Thomas Vollmar: Durch die steigenden Beschaffungskosten, durch z.B. gestiegene Rohstoffpreise und Energiekosten aber auch Lieferkettenprobleme, gerät die Teilemarge unter Druck, wenn die gestiegenen Kosten nicht auch über die Verkaufspreise weitergegeben werden können. Der GVA-Betriebsvergleich zeigt im Teilehandel eine einigermaßen stabile Teilemarge.

amz: Im Ersatzteilbereich herrscht mitunter Begriffs- und Definitionswirrwarr. Welche Begrifflichkeiten sollten Werkstätten, aber auch Endkunden kennen, um beispielsweise auf E-Commerce-Marktplätzen die Spreu vom Weizen zu trennen?

Thomas Vollmar: Die Definition von Teilebegriffen fußt auf der sogenannten Aftermarket-GVO. Sie ist aber nur im Zusammenhang mit gesetzgeberischer Regulierung zugunsten des Wettbewerbs von Belang und regelt z.B. nicht, wer welche Begriffe wie in der Werbung verwenden kann.
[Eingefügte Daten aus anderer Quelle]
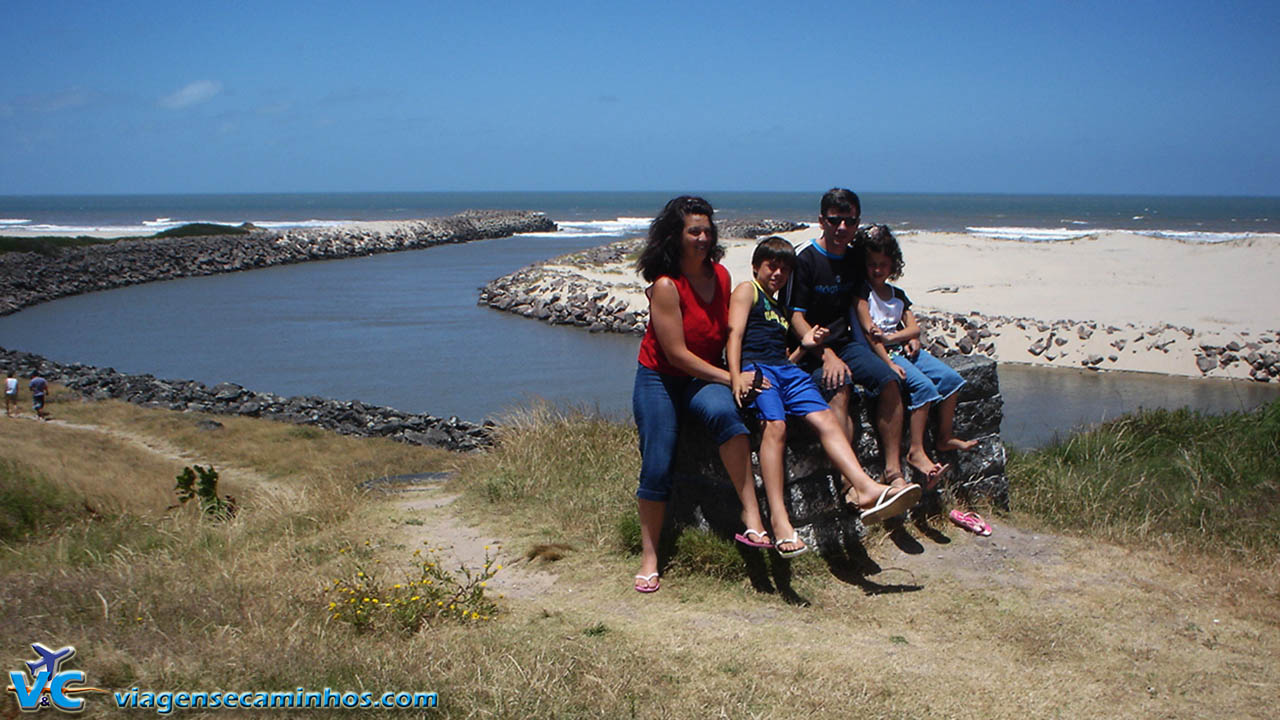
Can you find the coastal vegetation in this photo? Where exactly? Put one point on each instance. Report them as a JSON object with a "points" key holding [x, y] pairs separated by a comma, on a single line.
{"points": [[1175, 479], [1074, 606]]}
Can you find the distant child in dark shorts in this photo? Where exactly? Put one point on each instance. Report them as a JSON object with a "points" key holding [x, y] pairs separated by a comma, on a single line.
{"points": [[758, 341], [885, 314], [10, 393]]}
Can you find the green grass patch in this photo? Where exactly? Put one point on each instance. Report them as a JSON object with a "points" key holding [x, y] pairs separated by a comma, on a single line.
{"points": [[1164, 477], [568, 474], [30, 505], [48, 245], [199, 229], [53, 245]]}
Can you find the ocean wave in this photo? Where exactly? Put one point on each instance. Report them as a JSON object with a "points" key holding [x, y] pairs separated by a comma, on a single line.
{"points": [[1054, 235], [1031, 235], [1197, 236], [289, 224], [620, 227]]}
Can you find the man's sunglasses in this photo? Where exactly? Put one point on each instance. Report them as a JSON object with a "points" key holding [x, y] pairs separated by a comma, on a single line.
{"points": [[835, 222]]}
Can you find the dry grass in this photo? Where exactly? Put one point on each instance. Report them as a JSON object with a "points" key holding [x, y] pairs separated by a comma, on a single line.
{"points": [[1018, 625]]}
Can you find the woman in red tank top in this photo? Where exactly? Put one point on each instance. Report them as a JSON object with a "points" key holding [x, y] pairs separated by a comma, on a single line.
{"points": [[682, 372]]}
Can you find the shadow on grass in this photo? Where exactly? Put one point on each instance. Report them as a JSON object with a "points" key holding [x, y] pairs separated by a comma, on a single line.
{"points": [[851, 565]]}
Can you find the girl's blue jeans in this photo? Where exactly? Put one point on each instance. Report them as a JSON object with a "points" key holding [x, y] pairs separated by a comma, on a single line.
{"points": [[928, 379]]}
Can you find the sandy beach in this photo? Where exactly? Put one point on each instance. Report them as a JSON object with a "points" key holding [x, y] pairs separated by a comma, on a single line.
{"points": [[1118, 300]]}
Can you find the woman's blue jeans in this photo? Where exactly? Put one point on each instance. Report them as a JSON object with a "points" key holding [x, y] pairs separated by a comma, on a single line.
{"points": [[658, 402]]}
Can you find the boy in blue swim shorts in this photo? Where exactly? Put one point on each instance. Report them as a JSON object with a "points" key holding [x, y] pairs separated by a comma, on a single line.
{"points": [[758, 327]]}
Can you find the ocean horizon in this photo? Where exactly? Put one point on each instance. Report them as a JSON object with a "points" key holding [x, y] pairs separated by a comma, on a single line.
{"points": [[611, 214]]}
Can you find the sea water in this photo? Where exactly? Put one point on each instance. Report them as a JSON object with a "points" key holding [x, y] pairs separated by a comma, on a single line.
{"points": [[403, 329]]}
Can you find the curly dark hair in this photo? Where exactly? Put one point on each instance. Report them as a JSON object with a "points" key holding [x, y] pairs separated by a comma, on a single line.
{"points": [[880, 238], [661, 254]]}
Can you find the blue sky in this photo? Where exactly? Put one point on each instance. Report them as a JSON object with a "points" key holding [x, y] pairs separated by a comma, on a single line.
{"points": [[912, 96]]}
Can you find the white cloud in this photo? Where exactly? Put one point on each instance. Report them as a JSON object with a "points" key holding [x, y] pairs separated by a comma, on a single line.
{"points": [[193, 94]]}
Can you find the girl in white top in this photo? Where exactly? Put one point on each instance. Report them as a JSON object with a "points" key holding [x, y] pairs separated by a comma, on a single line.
{"points": [[886, 318]]}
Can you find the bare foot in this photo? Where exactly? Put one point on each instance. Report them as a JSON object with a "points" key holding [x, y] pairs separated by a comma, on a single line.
{"points": [[864, 500], [922, 463], [955, 443], [785, 543]]}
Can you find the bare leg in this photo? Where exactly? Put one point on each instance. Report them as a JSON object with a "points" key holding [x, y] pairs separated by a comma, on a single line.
{"points": [[864, 491], [844, 422], [772, 447], [888, 423], [917, 456], [652, 513], [736, 456], [946, 422]]}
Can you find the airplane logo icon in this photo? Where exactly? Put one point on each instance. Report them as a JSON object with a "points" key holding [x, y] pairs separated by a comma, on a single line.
{"points": [[50, 660]]}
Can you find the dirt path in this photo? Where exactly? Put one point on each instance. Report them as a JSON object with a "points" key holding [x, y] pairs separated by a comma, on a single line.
{"points": [[159, 447], [434, 522]]}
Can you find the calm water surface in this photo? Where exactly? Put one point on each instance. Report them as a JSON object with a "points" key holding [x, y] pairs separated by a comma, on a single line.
{"points": [[403, 329]]}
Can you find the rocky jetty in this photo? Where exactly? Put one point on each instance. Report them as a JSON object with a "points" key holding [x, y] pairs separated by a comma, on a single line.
{"points": [[599, 291], [352, 418], [704, 497], [595, 288], [27, 278], [752, 229]]}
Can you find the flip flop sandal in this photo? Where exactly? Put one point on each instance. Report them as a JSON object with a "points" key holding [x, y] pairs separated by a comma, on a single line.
{"points": [[792, 540], [891, 502], [970, 522], [647, 579], [745, 538]]}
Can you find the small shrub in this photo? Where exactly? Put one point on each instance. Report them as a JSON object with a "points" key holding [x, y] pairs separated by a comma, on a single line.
{"points": [[704, 554], [429, 595], [202, 483]]}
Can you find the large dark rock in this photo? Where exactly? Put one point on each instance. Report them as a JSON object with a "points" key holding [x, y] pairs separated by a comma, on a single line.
{"points": [[704, 497]]}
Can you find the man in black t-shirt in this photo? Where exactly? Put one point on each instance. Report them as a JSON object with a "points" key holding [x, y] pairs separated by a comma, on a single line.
{"points": [[822, 294]]}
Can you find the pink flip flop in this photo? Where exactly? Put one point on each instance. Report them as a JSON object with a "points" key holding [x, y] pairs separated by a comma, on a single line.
{"points": [[647, 579], [970, 522]]}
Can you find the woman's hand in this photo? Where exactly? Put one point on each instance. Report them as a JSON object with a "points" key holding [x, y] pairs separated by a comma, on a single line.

Demnach gilt eine Komponente als „Originalteil“, wenn sie den Spezifikationen und Produktionsnormen entspricht, die der Fahrzeughersteller für die Fertigung von Teilen für den Bau des entsprechenden Fahrzeugs vorschreibt. Neben „Originalteil“ definieren die begleitenden Leitlinien der Aftermarket-GVO auch den Begriff „qualitativ gleichwertiges Teil“. Darunter versteht man Komponenten, die so hochwertig sein müssen, dass ihre Verwendung das Ansehen des OE-Vertriebsnetzes nicht gefährdet.

Der Fahrzeughersteller darf den Betrieben seines Servicenetzes nicht untersagen, „Originalersatzteile“ oder „qualitativ gleichwertige Ersatzteile“ des freien Marktes zu verwenden. Die gesetzliche Gewährleistung oder vertragliche Garantiezusagen dürfen vom Fahrzeughersteller nicht verweigert werden, wenn im Gewährleistungszeitraum Qualitätsteile des freien Marktes verbaut wurden. Lediglich im Rahmen von Rückrufaktionen, Fehlerbeseitigung oder Kulanz, darf der OEM seiner Werkstatt vorgeben, Teile des OEM zu verwenden. Die Teilehersteller können bescheinigen, dass die von ihnen gelieferten Teile Originalersatzteile bzw. qualitätsgleiche Ersatzteile im Sinne dieser Definitionen sind. Bis zum Beweis des Gegenteils darf ein Fahrzeughersteller seinen Vertragswerkstätten nicht untersagen, derartige Ersatzteile im freien Teilehandel zu beziehen. Für den Adressaten von Werbung muss allerdings klar ersichtlich sein, dass es sich nicht um ein Produkt des Fahrzeugherstellers handelt. Dass der Begriff „Originalteil“ lediglich wie in der Aftermarket-GVO verwendet wird, kann durch einen erläuternden Zusatz klargestellt werden.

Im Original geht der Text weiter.